Bundesrat Wolfgang Schimböck (SPÖ, Oberösterreich): Sehr geehrter Herr Prä­sident! Sehr geehrter Herr Staatssekretär! Sehr geehrte Damen und Herren! Ich glaube, diese verschiedenen Berichte, die jetzt vom Berichterstatter vorgetragen wurden, sollten uns zum Teil wirklich sehr nachdenklich stimmen, denn insgesamt ver­stehen wir das Projekt der Europäischen Union als ein großes Bauwerk einer europäischen Sozialpolitik, einer europäischen Wirtschaftspolitik und einer euro­päischen Bildungspolitik. Betreffend Wirtschaftspolitik, würde ich jetzt sagen, müsste man schon sehr nachdrücklich anfügen, Herr Staatssekretär, ein Bauwerk einer fairen Wirtschaftspolitik.

Ich glaube, im Jänner fand der informelle Ministerrat in Österreich in Villach statt.
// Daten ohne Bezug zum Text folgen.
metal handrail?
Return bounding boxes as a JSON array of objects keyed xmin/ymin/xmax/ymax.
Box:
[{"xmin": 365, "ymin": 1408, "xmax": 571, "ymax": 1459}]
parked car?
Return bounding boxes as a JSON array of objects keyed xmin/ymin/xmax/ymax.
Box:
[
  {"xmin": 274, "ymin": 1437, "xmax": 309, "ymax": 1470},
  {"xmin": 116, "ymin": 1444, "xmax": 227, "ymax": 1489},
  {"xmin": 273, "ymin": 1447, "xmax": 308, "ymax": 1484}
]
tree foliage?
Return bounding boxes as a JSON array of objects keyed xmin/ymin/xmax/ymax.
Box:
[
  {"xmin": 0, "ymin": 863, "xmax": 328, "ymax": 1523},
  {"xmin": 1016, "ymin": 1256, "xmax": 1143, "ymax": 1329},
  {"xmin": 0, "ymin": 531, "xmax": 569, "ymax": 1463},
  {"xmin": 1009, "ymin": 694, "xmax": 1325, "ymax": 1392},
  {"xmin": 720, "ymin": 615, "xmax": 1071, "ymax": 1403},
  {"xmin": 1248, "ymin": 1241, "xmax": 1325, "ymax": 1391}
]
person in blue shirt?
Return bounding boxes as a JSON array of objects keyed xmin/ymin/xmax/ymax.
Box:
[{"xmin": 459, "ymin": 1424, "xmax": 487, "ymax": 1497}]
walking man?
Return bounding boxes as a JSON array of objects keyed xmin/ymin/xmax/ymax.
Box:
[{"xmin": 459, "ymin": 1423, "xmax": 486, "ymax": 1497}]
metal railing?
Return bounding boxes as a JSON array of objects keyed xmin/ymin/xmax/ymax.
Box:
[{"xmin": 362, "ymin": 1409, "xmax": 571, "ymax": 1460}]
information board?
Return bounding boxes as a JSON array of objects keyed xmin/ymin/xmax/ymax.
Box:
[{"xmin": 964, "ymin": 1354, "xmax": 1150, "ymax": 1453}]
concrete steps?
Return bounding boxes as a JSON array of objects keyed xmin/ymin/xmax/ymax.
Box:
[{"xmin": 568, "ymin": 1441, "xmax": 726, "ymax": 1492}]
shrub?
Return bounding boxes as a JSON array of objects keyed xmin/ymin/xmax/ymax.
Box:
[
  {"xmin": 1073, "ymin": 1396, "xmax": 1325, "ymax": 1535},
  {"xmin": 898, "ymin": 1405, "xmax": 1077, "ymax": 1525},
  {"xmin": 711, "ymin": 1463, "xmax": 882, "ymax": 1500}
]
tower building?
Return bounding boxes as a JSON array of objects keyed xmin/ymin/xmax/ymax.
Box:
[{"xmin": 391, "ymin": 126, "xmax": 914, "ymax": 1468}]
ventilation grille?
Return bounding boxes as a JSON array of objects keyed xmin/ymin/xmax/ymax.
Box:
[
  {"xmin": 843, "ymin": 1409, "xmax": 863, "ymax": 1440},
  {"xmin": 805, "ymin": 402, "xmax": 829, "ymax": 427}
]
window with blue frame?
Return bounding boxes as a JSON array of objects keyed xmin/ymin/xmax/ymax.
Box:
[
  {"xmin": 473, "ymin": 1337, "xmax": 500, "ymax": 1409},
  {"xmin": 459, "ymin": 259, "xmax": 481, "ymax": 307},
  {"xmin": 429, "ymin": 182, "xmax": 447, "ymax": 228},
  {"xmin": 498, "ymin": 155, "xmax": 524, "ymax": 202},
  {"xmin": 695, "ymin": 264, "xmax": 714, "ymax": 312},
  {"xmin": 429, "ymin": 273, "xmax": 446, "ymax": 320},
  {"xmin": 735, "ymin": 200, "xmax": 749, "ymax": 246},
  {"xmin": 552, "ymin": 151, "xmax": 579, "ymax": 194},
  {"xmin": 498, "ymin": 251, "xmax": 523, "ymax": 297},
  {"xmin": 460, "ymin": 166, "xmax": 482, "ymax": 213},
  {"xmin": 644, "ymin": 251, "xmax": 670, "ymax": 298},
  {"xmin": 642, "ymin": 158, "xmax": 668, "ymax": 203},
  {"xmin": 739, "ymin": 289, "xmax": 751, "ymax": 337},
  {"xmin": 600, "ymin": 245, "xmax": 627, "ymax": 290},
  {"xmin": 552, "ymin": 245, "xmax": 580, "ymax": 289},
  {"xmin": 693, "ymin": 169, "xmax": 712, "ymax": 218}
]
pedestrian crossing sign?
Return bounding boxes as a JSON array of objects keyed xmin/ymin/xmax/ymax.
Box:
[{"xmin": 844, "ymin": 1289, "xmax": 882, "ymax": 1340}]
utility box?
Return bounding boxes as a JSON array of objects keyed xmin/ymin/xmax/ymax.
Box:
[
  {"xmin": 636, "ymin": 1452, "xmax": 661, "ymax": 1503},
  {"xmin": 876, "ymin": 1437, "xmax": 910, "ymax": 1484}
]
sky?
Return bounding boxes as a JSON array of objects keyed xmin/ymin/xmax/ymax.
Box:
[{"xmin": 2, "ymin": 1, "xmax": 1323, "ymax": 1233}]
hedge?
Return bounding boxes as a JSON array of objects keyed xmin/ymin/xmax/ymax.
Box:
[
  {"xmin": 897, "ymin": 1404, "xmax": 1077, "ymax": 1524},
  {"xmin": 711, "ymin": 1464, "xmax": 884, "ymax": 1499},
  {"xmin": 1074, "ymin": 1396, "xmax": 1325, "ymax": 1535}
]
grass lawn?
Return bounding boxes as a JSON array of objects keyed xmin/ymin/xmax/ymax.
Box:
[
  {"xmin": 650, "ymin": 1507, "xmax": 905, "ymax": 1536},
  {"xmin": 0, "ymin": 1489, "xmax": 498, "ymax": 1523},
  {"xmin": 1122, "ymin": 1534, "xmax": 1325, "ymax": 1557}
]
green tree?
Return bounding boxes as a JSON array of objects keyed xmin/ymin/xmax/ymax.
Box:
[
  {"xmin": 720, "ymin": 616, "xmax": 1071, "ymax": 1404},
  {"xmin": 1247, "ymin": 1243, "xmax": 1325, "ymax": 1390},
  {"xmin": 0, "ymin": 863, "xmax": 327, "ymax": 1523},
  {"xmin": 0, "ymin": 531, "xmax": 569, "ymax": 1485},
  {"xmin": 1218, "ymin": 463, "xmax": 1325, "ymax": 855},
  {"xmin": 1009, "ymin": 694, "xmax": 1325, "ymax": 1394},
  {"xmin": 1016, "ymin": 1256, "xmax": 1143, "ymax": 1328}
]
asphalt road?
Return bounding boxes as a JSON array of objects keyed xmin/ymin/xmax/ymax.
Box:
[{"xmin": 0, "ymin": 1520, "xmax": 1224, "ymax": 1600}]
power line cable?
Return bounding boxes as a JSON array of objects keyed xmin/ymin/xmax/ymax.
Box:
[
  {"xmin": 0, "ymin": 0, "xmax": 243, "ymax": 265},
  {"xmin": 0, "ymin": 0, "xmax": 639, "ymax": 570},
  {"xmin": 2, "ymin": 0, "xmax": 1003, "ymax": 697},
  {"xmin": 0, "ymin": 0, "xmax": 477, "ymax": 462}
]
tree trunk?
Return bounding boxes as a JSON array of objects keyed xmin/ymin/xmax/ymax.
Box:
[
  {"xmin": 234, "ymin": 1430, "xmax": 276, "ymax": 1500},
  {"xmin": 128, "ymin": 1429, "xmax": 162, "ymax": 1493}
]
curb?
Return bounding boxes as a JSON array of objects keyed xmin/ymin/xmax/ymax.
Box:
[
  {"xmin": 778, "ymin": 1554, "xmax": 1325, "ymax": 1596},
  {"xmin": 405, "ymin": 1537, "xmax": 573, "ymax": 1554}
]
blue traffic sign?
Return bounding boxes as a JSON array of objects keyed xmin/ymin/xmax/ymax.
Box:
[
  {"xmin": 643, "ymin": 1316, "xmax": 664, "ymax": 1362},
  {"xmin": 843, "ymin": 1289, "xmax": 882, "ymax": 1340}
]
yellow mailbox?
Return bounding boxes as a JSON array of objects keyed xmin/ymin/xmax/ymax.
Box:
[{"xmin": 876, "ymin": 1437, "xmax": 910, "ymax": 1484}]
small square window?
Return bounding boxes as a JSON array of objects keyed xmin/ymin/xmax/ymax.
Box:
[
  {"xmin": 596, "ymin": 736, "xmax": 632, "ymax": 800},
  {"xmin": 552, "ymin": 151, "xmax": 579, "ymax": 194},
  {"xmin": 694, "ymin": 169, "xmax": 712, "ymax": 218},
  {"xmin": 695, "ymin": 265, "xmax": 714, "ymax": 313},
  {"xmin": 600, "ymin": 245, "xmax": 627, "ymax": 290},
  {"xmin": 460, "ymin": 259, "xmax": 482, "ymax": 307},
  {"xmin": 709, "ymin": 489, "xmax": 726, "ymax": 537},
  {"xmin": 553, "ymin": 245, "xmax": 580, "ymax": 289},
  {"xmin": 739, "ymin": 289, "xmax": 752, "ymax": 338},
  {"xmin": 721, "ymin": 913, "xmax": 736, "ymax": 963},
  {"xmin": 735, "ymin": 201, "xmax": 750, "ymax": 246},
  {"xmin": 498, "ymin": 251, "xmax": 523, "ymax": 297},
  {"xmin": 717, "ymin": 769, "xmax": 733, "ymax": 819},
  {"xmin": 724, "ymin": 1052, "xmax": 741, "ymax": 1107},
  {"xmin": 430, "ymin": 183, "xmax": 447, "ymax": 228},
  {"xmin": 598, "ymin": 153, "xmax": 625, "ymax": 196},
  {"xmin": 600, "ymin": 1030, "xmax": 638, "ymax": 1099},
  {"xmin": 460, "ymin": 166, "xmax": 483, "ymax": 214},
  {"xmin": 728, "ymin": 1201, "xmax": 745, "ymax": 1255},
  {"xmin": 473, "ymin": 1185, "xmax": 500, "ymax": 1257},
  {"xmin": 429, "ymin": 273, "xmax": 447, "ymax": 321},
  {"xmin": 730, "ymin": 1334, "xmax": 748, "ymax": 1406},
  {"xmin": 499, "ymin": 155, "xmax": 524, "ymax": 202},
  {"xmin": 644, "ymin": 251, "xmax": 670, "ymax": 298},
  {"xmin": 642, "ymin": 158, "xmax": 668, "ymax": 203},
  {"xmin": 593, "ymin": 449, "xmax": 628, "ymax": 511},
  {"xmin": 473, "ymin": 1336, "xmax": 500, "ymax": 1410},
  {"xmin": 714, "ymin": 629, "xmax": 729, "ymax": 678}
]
Wenn ich mir vorstelle, dass in diesem Bereich die so genannte Flexicurity Einzug halten soll, wodurch Sicherheit durch Flexibilität gegeben sein soll, dann, denke ich, geht das einfach in die falsche Richtung.

Fairer Wettbewerb heißt, dass hier nach Regeln gehandelt wird. Es ist jetzt Gott sei Dank Vernunft eingekehrt, und man hat bei der Dienstleistungsrichtlinie, einem großen europäischen Regelwerk, zumindest die Sicherheit, dass das Ziellandprinzip zur Geltung kommen wird. Die Frage ist nun – und das vermisse ich in diesen ganzen Berichten –, wie das wirklich umgesetzt werden soll.

Es wird uns wenig helfen, wenn wir vom Ziellandprinzip sprechen und fairer Wett­bewerb für unsere kleinen und mittleren Betriebe in diesem Land herrschen soll, wenn wir nicht überprüfen können, aus welchem Bereich unsere Tischler, Dachdecker oder Spengler Konkurrenz zu gewärtigen haben, ob sie dann wirklich nach unseren Kollektivverträgen bezahlt werden, ob Kollege Bieringer die Abgaben in seiner Gemeinde als Bürgermeister bekommt, ob sie wirklich dort erbracht werden, denn es gibt ja bekanntlich ein so genanntes Drittlandprinzip. Wenn also zum Beispiel eine italienische Baufirma in Innsbruck baut, dann kann sie durchaus ihre Mitarbeiter aus Nordafrika mitbringen. Diese gelten ja dann bekanntlich hier als Arbeitnehmer eines EU-Landes.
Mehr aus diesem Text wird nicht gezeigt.